Adverse selection and all-you-can-eat

Jul 7 JDN 2460499

The concept of adverse selection is normally associated with finance and insurance, and they certainly do have a lot of important applications there. But finance and insurance are complicated (possibly intentionally?) and a lot of people are intimidated by them, and it turns out there’s a much simpler example of this phenomenon, which most people should find familiar:

All-you-can-eat meals.

At most restaurants, you buy a specific amount of food: One cheeseburger, one large order of fries. But at some, you have another option: You can buy an indeterminate amount of food, as much as you are able to eat at one sitting.

Now think about this from the restaurant’s perspective: How do you price an all-you-can-eat meal and turn a profit? Your cost obviously depends on how much food you need to prepare, but you don’t know exactly how much each customer is going to eat.

Fortunately, you don’t need to! You only need to know how much people will eat on average. As long as the average customer’s meal is worth less than what they paid for it, you will continue to make a profit, even though some customers end up eating more than what they paid for.

Insurance works the same way: Some people will cash in on their insurance, costing the company money; but most will not, providing the company with revenue. In fact, you could think of an all-you-can-eat-meal as a form of food insurance.

So, all you need to do is figure out how much an average person eats in one meal, and price based on that, right?

Wrong. Here’s the problem: The people who eat at your restaurant aren’t a random sample of people. They are specifically the kind of people who eat at all-you-can-eat restaurants.

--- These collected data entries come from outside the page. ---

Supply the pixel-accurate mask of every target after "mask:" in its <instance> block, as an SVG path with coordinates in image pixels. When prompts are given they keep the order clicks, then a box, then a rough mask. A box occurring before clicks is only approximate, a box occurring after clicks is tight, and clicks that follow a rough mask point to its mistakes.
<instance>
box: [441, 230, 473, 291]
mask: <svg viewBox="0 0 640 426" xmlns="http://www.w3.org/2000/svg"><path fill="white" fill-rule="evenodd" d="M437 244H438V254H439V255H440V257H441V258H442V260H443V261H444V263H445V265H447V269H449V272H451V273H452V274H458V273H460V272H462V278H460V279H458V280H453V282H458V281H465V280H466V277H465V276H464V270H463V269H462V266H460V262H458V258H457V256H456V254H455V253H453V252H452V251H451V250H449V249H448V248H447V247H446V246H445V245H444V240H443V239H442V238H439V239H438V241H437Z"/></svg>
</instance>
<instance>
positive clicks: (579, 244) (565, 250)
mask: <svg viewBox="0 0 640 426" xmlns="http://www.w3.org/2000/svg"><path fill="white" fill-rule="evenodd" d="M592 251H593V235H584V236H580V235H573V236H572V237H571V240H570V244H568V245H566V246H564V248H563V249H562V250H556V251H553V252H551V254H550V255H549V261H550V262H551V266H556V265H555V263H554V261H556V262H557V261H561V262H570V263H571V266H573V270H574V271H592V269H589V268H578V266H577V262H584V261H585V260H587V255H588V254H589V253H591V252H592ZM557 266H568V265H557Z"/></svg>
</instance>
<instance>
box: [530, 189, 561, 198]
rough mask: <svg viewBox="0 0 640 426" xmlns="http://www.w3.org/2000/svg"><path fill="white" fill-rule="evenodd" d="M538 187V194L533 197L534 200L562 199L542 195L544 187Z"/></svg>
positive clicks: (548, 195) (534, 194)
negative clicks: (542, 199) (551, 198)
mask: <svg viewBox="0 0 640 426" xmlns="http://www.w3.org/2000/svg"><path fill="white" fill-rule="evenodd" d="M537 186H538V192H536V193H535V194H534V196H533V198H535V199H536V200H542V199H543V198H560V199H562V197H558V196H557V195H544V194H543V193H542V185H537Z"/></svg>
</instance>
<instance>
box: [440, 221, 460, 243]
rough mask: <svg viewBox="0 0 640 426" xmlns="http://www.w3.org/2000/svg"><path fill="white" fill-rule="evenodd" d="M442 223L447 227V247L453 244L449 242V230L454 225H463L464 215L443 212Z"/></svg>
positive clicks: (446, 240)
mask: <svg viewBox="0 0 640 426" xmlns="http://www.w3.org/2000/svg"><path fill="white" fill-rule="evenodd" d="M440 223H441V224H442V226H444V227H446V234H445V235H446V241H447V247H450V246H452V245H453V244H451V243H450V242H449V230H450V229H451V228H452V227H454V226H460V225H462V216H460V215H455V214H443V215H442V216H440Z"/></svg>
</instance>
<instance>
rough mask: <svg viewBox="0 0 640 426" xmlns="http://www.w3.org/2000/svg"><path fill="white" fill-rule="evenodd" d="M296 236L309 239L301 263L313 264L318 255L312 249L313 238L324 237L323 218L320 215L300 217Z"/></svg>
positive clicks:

Someone who eats very little probably won’t want to go to your restaurant very much, because they’ll have to pay a high price for very little food. But someone with a big appetite will go to your restaurant frequently, because they get to eat a large amount of food for that same price.

This means that, on average, your customers will end up eating more than what an average restaurant customer eats. You’ll have to raise the price accordingly—which will make the effect even stronger.

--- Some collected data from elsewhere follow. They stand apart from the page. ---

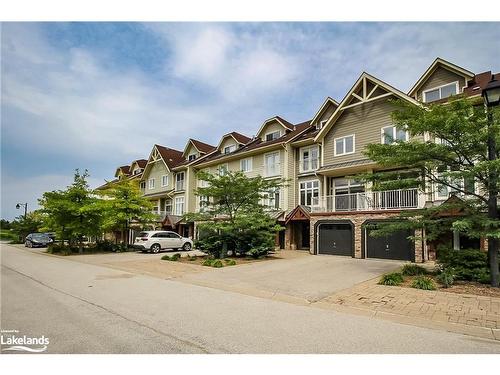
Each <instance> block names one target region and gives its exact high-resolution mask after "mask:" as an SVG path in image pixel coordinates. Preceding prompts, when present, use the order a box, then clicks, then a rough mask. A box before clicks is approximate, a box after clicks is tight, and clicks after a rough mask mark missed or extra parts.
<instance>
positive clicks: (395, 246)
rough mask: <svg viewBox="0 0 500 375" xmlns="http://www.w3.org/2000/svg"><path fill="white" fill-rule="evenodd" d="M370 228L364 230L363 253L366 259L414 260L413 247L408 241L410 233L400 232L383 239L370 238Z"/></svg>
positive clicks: (405, 232) (410, 260)
mask: <svg viewBox="0 0 500 375" xmlns="http://www.w3.org/2000/svg"><path fill="white" fill-rule="evenodd" d="M371 230H373V229H372V228H370V229H368V228H365V236H364V237H365V251H366V257H367V258H380V259H395V260H410V261H413V260H415V245H414V243H413V241H411V240H408V236H411V231H409V230H401V231H398V232H394V233H392V234H390V235H388V236H384V237H373V236H370V231H371Z"/></svg>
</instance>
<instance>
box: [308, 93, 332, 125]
mask: <svg viewBox="0 0 500 375" xmlns="http://www.w3.org/2000/svg"><path fill="white" fill-rule="evenodd" d="M328 105H333V106H335V107H338V106H339V103H338V102H337V101H336V100H335V99H332V98H331V97H329V96H327V97H326V99H325V101H324V102H323V104H322V105H321V107H319V109H318V112H316V114H315V115H314V117H313V118H312V120H311V124H312V123H313V122H314V121H316V120H317V119H318V118H319V117H320V116H321V114H322V113H323V112H324V110H325V109H326V108H327V107H328Z"/></svg>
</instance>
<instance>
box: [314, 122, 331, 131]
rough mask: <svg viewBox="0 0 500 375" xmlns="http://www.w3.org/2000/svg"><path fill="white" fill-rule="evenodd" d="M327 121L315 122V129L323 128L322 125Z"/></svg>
mask: <svg viewBox="0 0 500 375" xmlns="http://www.w3.org/2000/svg"><path fill="white" fill-rule="evenodd" d="M327 122H328V120H322V121H320V122H318V123H317V124H316V129H318V130H321V129H323V126H325V125H326V123H327Z"/></svg>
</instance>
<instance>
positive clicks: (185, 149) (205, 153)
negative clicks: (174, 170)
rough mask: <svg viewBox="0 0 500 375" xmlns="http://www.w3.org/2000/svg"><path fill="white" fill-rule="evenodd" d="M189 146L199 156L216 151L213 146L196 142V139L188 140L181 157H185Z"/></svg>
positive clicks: (207, 144) (197, 141)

This can end in one of two ways: Either an equilibrium is reached where the price is pretty high and most of the customers have big appetites, or no equilibrium is reached, and the restaurant either goes bankrupt or gets rid of its all-you-can-eat policy.

But there’s basically no way to get the outcome that seems the best, which is a low price and a wide variety of people attending the restaurant. Those who eat very little just won’t show up.

That’s adverse selection. Because there’s no way to charge people who eat more a higher price (other than, you know, not being all-you-can-eat), people will self-select by choosing whether or not to attend, and the people who show up at your restaurant will be the ones with big appetites.

The same thing happens with insurance. Say we’re trying to price health insurance; we don’t just need to know the average medical expenses of our population, even if we know a lot of specific demographic information. People who are very healthy may choose not to buy insurance, leaving us with only the less-healthy people buying our insurance—which will force us to raise the price of our insurance.

Once again, you’re not getting a random sample; you’re getting a sample of the kind of people who buy health insurance.

Obamacare was specifically designed to prevent this, by imposing a small fine on people who choose not to buy health insurance. The goal was to get more healthy people buying insurance, in order to bring the cost down. It worked, at least for awhile—but now that individual mandate has been nullified, so adverse selection will once again rear its ugly head. Had our policymakers better understood this concept, they might not have removed the individual mandate.

Another option might occur to you, analogous to the restaurant: What if we just didn’t offer insurance, and made people pay for all their own healthcare? This would be like the restaurant ending its all-you-can-eat policy and charging for each new serving. Most restaurants do that, so maybe it’s the better option in general?

There are two problems here, one ethical, one economic.

The ethical problem is that people don’t deserve to be sick or injured. They didn’t choose those things. So it isn’t fair to let them suffer or bear all the costs of getting better. As a society, we should share in those costs. We should help people in need. (If you don’t already believe this, I don’t know how to convince you of it. But hopefully most people do already believe this.)

The economic problem is that some healthcare is rarely needed, but very expensive. That’s exactly the sort of situation where insurance makes sense, to spread the cost around. If everyone had to pay for their own care with no insurance at all, then most people who get severe illnesses simply wouldn’t be able to afford it. They’d go massively into debt, go bankrupt—people already do, even with insurance!—and still not even get much of the care they need. It wouldn’t matter that we have good treatments for a lot of cancers now; they are all very expensive, so most people with cancer would be unable to pay for them, and they’d just die anyway.

In fact, the net effect of such a policy would probably be to make us all poorer, because a lot of illness and disability would go untreated, making our workforce less productive. Even if you are very healthy and never need health insurance, it may still be in your own self-interest to support a policy of widespread health insurance, so that sick people get treated and can go back to work.

A world without all-you-can-eat restaurants wouldn’t be so bad. But a world without health insurance would be one in which millions of people suffer needlessly because they can’t afford healthcare.